Ilia knew better than to raise her hand. Port wasn't going to change up their assignments, and Ilia honestly wasn't sure she wanted to. Weiss may have sworn vengeance upon her entire species, but at least she wasn't a…well, Blake wasn't a bitch, but she was a…no, not that either…and calling her a skank was perhaps too harsh…just, Ilia didn't want to be around Blake right now.
"Let's go, Weiss."
"Way ahead of you."
The two girls jogged ahead of Port, whose eyes lingered on a dusty old turkey-leg stand. With their teacher so far behind, it was just the two of them. Perfect.

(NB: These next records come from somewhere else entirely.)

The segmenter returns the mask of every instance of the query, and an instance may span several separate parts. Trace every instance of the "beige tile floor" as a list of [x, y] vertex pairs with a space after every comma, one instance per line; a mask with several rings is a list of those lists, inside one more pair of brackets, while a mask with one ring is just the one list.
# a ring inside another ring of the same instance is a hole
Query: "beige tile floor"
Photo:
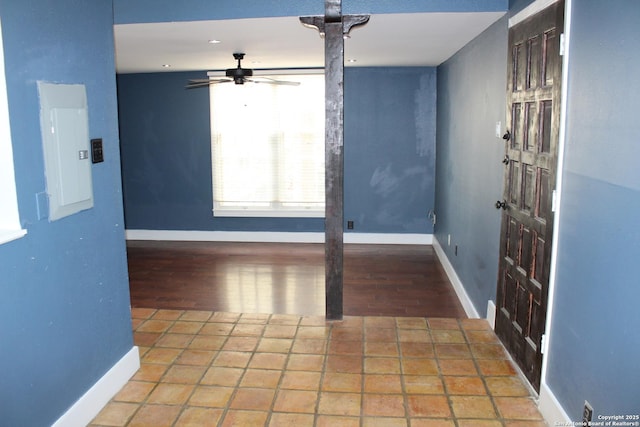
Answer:
[[133, 309], [141, 368], [91, 426], [545, 426], [488, 323]]

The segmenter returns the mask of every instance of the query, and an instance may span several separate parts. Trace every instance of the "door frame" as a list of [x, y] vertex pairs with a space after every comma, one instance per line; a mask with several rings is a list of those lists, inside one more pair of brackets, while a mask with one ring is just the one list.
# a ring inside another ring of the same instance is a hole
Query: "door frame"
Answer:
[[[509, 29], [516, 24], [524, 21], [530, 16], [542, 11], [543, 9], [557, 3], [558, 0], [535, 0], [529, 6], [522, 9], [520, 12], [514, 14], [509, 18]], [[568, 92], [568, 75], [569, 69], [569, 57], [570, 57], [570, 40], [571, 40], [571, 10], [573, 0], [565, 0], [564, 9], [564, 28], [563, 39], [561, 41], [562, 49], [562, 87], [560, 92], [560, 120], [559, 120], [559, 134], [558, 134], [558, 163], [556, 166], [556, 182], [555, 182], [555, 196], [553, 199], [553, 235], [551, 238], [551, 261], [549, 269], [549, 288], [548, 288], [548, 302], [547, 302], [547, 314], [545, 320], [545, 344], [544, 355], [542, 357], [542, 369], [540, 372], [540, 393], [539, 393], [539, 409], [544, 415], [545, 419], [555, 420], [569, 420], [567, 414], [564, 412], [555, 396], [551, 392], [547, 383], [547, 368], [549, 360], [549, 349], [553, 344], [552, 336], [552, 324], [553, 324], [553, 311], [556, 291], [556, 272], [557, 272], [557, 257], [558, 257], [558, 235], [560, 234], [560, 216], [562, 208], [562, 182], [564, 173], [564, 152], [566, 144], [566, 115], [567, 115], [567, 92]]]

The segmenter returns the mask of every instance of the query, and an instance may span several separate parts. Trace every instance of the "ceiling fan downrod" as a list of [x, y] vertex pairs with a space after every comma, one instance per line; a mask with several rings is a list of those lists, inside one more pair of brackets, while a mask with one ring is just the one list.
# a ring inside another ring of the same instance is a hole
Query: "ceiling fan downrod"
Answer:
[[237, 85], [243, 85], [247, 77], [253, 76], [253, 70], [242, 68], [241, 61], [244, 59], [244, 53], [234, 53], [233, 57], [238, 61], [237, 68], [229, 68], [225, 71], [225, 75]]

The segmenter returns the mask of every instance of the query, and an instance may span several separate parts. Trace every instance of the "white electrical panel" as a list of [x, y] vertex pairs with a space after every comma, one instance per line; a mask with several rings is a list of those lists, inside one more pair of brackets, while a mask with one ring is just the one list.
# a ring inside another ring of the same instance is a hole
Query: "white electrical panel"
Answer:
[[93, 207], [84, 85], [38, 82], [49, 220]]

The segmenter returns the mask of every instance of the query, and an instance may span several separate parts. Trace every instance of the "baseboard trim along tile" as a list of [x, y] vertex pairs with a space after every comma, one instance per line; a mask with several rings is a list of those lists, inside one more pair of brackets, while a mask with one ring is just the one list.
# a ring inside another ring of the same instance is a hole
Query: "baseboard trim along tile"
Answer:
[[544, 420], [550, 426], [570, 426], [575, 424], [571, 422], [571, 419], [565, 412], [562, 405], [560, 405], [560, 402], [558, 402], [558, 399], [549, 388], [549, 385], [544, 382], [544, 379], [542, 380], [542, 384], [540, 385], [538, 410], [540, 411], [540, 414], [542, 414]]
[[480, 315], [478, 314], [478, 310], [476, 310], [473, 302], [471, 302], [471, 298], [469, 298], [467, 291], [464, 289], [462, 281], [458, 277], [458, 274], [449, 261], [449, 258], [447, 258], [447, 255], [444, 253], [438, 238], [435, 236], [433, 237], [433, 249], [435, 249], [436, 255], [438, 255], [438, 259], [440, 260], [445, 273], [447, 273], [447, 277], [453, 285], [453, 289], [456, 291], [456, 295], [458, 295], [460, 304], [462, 304], [462, 308], [464, 308], [464, 312], [467, 314], [467, 317], [471, 319], [479, 319]]
[[487, 322], [491, 329], [496, 329], [496, 303], [492, 300], [487, 301]]
[[133, 346], [52, 427], [84, 427], [140, 368], [140, 353]]

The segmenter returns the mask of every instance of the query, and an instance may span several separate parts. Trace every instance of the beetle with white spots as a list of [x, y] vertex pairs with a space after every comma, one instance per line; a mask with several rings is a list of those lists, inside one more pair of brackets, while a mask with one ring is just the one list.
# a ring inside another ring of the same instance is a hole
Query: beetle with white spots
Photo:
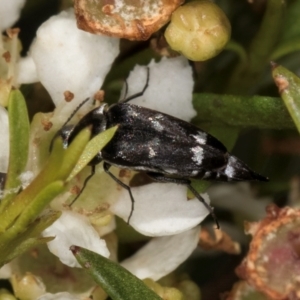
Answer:
[[[149, 80], [149, 77], [148, 77]], [[147, 80], [147, 84], [148, 84]], [[207, 207], [214, 217], [213, 209], [192, 187], [190, 178], [217, 181], [268, 181], [252, 171], [243, 161], [231, 155], [215, 137], [198, 127], [173, 116], [128, 103], [142, 92], [108, 106], [102, 104], [86, 114], [71, 129], [61, 129], [68, 145], [85, 127], [92, 127], [92, 136], [118, 125], [111, 141], [94, 157], [90, 165], [104, 162], [105, 172], [128, 190], [133, 213], [134, 199], [131, 189], [109, 168], [114, 165], [123, 169], [144, 171], [158, 182], [186, 185]]]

A̶n̶d̶ ̶t̶h̶e̶n̶ ̶I̶l̶i̶a̶ ̶r̶e̶a̶l̶i̶z̶e̶d̶ ̶t̶h̶a̶t̶ ̶s̶h̶e̶ ̶h̶a̶d̶ ̶l̶i̶t̶e̶r̶a̶l̶l̶y̶ ̶j̶u̶s̶t̶ ̶c̶o̶u̶n̶t̶e̶d̶ ̶h̶e̶r̶s̶e̶l̶f̶ ̶a̶s̶ ̶g̶l̶a̶d̶ ̶t̶o̶ ̶b̶e̶ ̶a̶r̶o̶u̶n̶d̶ ̶t̶h̶e̶ ̶d̶a̶u̶g̶h̶t̶e̶r̶ ̶o̶f̶ ̶t̶h̶e̶ ̶m̶a̶n̶ ̶w̶h̶o̶ ̶k̶i̶l̶l̶e̶d̶ ̶h̶e̶r̶ ̶p̶a̶r̶e̶n̶t̶s̶ ̶r̶a̶t̶h̶e̶r̶ ̶t̶h̶a̶n̶ ̶h̶e̶r̶ ̶b̶e̶s̶t̶ ̶f̶r̶i̶e̶n̶d̶s̶ ̶o̶f̶ ̶f̶o̶u̶r̶ ̶y̶e̶a̶r̶s̶.̶
She looked back, but the others were already heading off. This is fine. We just need some space for me to figure things out. It's not like Iridium again. It's not.
It's not.
Is it?
"This is folly," said Weiss. "Here we are, two best friends, and they're acting like we don't get along. We could have easily been given our own mission rather than being forced to piggy-back on yours."
"Y-Yeah."
"And what even is this mission of ours? Investigate Grimm? We're huntresses. We kill Grimm, not study their ecology! There's no one but us in these wastelands. What does Beacon expect us to find?"
"I dunno," shrugged Ilia. "Maybe, uh, criminals or something?"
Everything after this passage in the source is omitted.